Korean Hangul Unicode Normalization
Understand how Unicode normalization works with Korean Hangul syllables. Learn about Jamo decomposition, Hangul Syllable composition, and the algorithmic decomposition/composition process.
Detailed Explanation
Hangul and Unicode Normalization
Korean Hangul has a unique relationship with Unicode normalization because its composition and decomposition are defined algorithmically rather than through lookup tables.
Hangul Syllable Structure
A Hangul syllable consists of:
- Leading consonant (Choseong): e.g., ᄀ (HANGUL CHOSEONG KIYEOK, ㄱ)
- Vowel (Jungseong): e.g., ᅡ (HANGUL JUNGSEONG A, ㅏ)
- Optional trailing consonant (Jongseong): e.g., ᆨ (HANGUL JONGSEONG KIYEOK)
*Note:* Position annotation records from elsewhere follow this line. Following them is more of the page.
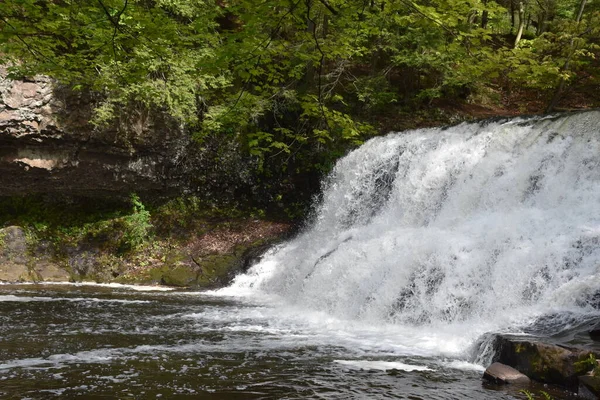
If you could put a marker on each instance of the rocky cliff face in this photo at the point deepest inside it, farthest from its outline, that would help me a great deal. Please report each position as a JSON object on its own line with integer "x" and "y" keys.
{"x": 47, "y": 146}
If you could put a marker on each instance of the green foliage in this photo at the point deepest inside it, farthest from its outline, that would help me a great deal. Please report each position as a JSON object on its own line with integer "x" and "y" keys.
{"x": 295, "y": 83}
{"x": 587, "y": 364}
{"x": 136, "y": 226}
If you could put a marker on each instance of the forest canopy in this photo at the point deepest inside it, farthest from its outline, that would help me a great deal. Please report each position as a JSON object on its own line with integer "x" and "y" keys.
{"x": 295, "y": 78}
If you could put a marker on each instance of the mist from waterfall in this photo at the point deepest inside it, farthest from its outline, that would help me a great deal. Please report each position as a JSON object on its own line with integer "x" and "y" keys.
{"x": 458, "y": 231}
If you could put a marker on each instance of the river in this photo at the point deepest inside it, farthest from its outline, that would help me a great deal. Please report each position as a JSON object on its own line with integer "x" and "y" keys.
{"x": 106, "y": 342}
{"x": 422, "y": 246}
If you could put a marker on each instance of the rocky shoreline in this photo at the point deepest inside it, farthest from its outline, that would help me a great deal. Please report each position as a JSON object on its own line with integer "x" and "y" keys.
{"x": 525, "y": 361}
{"x": 200, "y": 260}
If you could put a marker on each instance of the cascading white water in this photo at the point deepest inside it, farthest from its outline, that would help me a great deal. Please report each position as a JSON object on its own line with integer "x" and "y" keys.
{"x": 482, "y": 224}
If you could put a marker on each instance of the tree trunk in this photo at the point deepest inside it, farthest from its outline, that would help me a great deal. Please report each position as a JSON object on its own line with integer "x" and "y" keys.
{"x": 521, "y": 23}
{"x": 562, "y": 82}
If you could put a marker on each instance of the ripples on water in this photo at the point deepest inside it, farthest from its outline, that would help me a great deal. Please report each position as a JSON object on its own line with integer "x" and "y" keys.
{"x": 109, "y": 342}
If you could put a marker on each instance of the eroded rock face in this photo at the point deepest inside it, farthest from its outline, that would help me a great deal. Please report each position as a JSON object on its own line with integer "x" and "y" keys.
{"x": 48, "y": 146}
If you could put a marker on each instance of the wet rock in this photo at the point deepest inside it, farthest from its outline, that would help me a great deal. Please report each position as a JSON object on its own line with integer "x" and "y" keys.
{"x": 595, "y": 332}
{"x": 49, "y": 272}
{"x": 500, "y": 373}
{"x": 589, "y": 387}
{"x": 544, "y": 362}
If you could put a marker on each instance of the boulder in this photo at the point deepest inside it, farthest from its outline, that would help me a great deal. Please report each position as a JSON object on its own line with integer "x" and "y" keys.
{"x": 500, "y": 373}
{"x": 545, "y": 362}
{"x": 595, "y": 332}
{"x": 589, "y": 387}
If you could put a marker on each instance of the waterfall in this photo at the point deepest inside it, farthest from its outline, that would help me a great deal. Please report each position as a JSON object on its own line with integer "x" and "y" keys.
{"x": 481, "y": 224}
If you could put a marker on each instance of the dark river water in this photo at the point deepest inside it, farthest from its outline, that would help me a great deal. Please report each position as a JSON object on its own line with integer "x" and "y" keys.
{"x": 102, "y": 342}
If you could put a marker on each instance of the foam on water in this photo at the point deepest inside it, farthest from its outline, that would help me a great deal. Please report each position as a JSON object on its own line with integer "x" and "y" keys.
{"x": 442, "y": 235}
{"x": 13, "y": 298}
{"x": 381, "y": 365}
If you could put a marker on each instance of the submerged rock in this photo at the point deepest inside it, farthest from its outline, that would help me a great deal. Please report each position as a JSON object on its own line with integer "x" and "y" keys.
{"x": 545, "y": 362}
{"x": 500, "y": 373}
{"x": 595, "y": 332}
{"x": 589, "y": 387}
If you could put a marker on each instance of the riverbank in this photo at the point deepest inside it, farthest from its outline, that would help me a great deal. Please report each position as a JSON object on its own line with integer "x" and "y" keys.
{"x": 181, "y": 243}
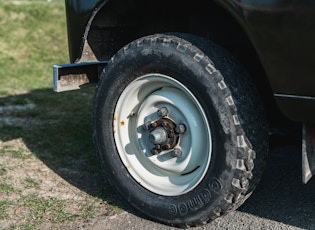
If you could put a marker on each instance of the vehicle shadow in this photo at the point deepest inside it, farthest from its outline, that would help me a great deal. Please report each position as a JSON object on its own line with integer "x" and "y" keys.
{"x": 59, "y": 133}
{"x": 281, "y": 196}
{"x": 57, "y": 129}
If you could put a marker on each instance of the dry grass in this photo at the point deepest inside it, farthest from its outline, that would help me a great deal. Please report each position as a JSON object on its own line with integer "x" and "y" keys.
{"x": 49, "y": 174}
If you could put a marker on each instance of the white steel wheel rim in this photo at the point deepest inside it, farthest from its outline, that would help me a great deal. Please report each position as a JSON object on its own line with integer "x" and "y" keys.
{"x": 162, "y": 174}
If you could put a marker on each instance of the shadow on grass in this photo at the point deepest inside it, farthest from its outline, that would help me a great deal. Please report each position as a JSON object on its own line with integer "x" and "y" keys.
{"x": 58, "y": 131}
{"x": 281, "y": 195}
{"x": 56, "y": 127}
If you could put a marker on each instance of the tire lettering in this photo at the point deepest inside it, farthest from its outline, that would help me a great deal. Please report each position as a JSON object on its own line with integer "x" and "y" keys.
{"x": 194, "y": 204}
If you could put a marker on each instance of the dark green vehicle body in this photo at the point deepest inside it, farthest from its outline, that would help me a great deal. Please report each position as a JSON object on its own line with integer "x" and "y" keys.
{"x": 280, "y": 33}
{"x": 273, "y": 39}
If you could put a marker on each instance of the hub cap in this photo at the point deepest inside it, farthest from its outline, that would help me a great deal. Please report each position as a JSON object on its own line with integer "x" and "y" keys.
{"x": 162, "y": 135}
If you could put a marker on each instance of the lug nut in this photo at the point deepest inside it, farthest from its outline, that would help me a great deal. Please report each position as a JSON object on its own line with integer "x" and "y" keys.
{"x": 146, "y": 125}
{"x": 180, "y": 128}
{"x": 162, "y": 112}
{"x": 176, "y": 152}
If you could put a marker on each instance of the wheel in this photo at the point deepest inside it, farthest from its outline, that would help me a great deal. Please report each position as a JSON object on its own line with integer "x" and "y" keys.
{"x": 179, "y": 128}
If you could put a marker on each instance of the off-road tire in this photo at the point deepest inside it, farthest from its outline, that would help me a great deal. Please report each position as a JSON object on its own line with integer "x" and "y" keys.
{"x": 231, "y": 118}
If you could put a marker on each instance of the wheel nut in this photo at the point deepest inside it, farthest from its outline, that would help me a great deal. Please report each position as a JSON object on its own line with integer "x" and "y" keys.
{"x": 146, "y": 125}
{"x": 180, "y": 128}
{"x": 162, "y": 112}
{"x": 176, "y": 152}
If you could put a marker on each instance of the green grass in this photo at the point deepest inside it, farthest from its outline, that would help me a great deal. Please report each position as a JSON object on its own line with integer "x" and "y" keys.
{"x": 54, "y": 137}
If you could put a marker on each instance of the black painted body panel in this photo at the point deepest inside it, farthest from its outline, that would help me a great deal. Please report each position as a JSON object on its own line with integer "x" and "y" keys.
{"x": 282, "y": 33}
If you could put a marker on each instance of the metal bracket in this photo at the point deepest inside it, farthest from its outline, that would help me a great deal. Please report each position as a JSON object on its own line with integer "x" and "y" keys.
{"x": 76, "y": 76}
{"x": 308, "y": 152}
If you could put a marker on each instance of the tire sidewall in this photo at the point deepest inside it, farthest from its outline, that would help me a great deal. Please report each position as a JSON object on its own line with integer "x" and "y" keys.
{"x": 211, "y": 194}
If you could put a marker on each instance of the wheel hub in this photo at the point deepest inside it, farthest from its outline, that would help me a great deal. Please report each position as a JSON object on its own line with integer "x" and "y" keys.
{"x": 162, "y": 135}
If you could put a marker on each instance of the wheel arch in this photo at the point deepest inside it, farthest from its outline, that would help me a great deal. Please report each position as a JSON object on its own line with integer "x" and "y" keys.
{"x": 116, "y": 23}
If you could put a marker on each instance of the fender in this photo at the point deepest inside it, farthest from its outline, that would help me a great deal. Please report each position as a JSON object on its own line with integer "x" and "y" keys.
{"x": 80, "y": 14}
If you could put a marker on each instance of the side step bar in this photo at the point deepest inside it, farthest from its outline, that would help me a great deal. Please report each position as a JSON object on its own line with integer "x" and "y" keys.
{"x": 76, "y": 76}
{"x": 308, "y": 152}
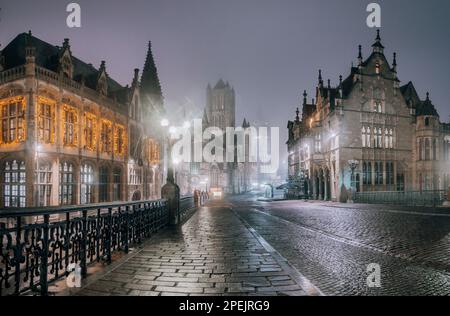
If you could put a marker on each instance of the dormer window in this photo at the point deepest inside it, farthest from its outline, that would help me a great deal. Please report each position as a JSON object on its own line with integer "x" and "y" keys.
{"x": 67, "y": 67}
{"x": 377, "y": 68}
{"x": 102, "y": 86}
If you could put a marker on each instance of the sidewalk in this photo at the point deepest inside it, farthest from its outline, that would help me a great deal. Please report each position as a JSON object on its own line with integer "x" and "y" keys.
{"x": 214, "y": 253}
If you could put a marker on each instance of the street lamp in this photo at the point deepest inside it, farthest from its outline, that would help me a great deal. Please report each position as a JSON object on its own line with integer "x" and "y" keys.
{"x": 353, "y": 165}
{"x": 172, "y": 130}
{"x": 187, "y": 125}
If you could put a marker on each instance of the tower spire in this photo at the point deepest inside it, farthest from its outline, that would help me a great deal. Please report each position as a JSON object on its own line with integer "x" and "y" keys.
{"x": 394, "y": 63}
{"x": 359, "y": 55}
{"x": 377, "y": 46}
{"x": 150, "y": 84}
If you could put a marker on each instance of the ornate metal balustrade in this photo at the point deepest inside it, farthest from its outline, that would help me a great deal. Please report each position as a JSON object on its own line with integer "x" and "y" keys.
{"x": 38, "y": 245}
{"x": 407, "y": 198}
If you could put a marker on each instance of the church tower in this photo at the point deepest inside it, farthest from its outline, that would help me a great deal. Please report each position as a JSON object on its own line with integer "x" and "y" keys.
{"x": 220, "y": 106}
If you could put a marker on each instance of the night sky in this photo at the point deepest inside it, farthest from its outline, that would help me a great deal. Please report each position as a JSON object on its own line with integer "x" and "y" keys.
{"x": 269, "y": 50}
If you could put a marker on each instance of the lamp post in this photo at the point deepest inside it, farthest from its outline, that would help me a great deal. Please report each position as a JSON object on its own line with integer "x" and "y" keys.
{"x": 353, "y": 165}
{"x": 170, "y": 191}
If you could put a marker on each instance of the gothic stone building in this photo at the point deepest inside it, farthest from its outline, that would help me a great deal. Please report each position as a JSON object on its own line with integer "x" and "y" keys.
{"x": 368, "y": 134}
{"x": 227, "y": 177}
{"x": 70, "y": 134}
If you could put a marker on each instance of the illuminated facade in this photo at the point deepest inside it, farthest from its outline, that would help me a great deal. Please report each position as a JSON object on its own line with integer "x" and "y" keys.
{"x": 72, "y": 135}
{"x": 368, "y": 134}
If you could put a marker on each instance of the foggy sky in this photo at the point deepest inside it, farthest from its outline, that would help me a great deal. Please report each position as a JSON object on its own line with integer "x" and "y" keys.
{"x": 269, "y": 50}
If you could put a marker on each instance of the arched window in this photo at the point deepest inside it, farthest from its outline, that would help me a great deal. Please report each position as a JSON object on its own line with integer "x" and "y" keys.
{"x": 435, "y": 157}
{"x": 363, "y": 136}
{"x": 43, "y": 183}
{"x": 420, "y": 153}
{"x": 117, "y": 184}
{"x": 103, "y": 184}
{"x": 46, "y": 121}
{"x": 66, "y": 183}
{"x": 376, "y": 173}
{"x": 391, "y": 138}
{"x": 386, "y": 138}
{"x": 15, "y": 178}
{"x": 380, "y": 138}
{"x": 87, "y": 184}
{"x": 427, "y": 149}
{"x": 365, "y": 174}
{"x": 13, "y": 122}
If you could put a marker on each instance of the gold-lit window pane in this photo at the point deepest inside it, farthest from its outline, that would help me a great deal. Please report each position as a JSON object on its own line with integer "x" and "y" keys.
{"x": 12, "y": 120}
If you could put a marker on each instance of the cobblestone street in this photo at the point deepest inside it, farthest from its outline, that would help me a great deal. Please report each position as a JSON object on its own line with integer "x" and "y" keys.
{"x": 213, "y": 254}
{"x": 332, "y": 244}
{"x": 245, "y": 247}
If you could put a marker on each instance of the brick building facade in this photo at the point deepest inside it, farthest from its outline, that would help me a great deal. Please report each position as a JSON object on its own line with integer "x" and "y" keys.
{"x": 70, "y": 134}
{"x": 368, "y": 133}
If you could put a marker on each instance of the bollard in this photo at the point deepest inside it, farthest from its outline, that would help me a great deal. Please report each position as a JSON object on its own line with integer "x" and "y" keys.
{"x": 171, "y": 192}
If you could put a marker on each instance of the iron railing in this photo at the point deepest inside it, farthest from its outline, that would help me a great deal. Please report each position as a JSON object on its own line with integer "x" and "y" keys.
{"x": 406, "y": 198}
{"x": 38, "y": 245}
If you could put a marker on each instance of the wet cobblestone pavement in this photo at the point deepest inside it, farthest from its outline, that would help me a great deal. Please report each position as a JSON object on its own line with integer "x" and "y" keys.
{"x": 332, "y": 244}
{"x": 245, "y": 247}
{"x": 214, "y": 253}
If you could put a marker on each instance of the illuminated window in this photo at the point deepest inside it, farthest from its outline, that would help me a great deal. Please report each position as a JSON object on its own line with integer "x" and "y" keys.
{"x": 106, "y": 137}
{"x": 318, "y": 144}
{"x": 153, "y": 151}
{"x": 427, "y": 149}
{"x": 66, "y": 184}
{"x": 135, "y": 176}
{"x": 14, "y": 189}
{"x": 44, "y": 183}
{"x": 117, "y": 185}
{"x": 46, "y": 120}
{"x": 70, "y": 118}
{"x": 87, "y": 184}
{"x": 119, "y": 140}
{"x": 13, "y": 121}
{"x": 90, "y": 131}
{"x": 103, "y": 184}
{"x": 363, "y": 136}
{"x": 391, "y": 138}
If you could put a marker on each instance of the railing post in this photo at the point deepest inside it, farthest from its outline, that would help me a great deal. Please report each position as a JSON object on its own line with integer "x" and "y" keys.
{"x": 83, "y": 252}
{"x": 67, "y": 243}
{"x": 97, "y": 234}
{"x": 109, "y": 237}
{"x": 126, "y": 230}
{"x": 18, "y": 255}
{"x": 44, "y": 257}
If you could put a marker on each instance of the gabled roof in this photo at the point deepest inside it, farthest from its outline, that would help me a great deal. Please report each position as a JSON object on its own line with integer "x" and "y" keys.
{"x": 47, "y": 56}
{"x": 426, "y": 108}
{"x": 410, "y": 95}
{"x": 150, "y": 84}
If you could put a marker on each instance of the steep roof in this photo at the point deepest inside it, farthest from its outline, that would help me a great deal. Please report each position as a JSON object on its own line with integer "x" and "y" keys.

Precomposed Syllable Blocks
Unicode defines 11,172 precomposed Hangul syllable blocks (U+AC00 to U+D7A3). The syllable 가 (ᄀ + ᅡ) is U+AC00 (HANGUL SYLLABLE GA).
NFC vs NFD for Hangul
| Form | Result for 가 | Code Points |
|---|---|---|
| NFC | 가 | U+AC00 (1 code point) |
| NFD | 가 | U+1100 + U+1161 (2 code points) |
Algorithmic Composition
Unlike Latin characters where composition is table-based, Hangul uses a mathematical formula:
SBase = 0xAC00
LBase = 0x1100, VBase = 0x1161, TBase = 0x11A7
LCount = 19, VCount = 21, TCount = 28
NCount = VCount * TCount = 588
syllableIndex = (L - LBase) * NCount + (V - VBase) * TCount + (T - TBase)
composedCodePoint = SBase + syllableIndex
Practical Impact
Most Korean text is already in NFC form (precomposed syllable blocks). However, text from certain input methods or text processing systems may use decomposed Jamo. Without normalization, string comparison and search of Korean text can fail silently.
NFKC and Hangul Compatibility Jamo
Unicode includes "compatibility Jamo" (U+3131–U+3163) that are separate from the composing Jamo. NFKC maps compatibility Jamo to their standard Jamo counterparts.
Use Case
Essential for developers building Korean-language applications, search engines indexing Korean content, and any system processing Korean text from mixed sources (web forms, OCR, file systems). Korean text from macOS filenames uses NFD Jamo, which must be normalized for comparison with standard NFC text.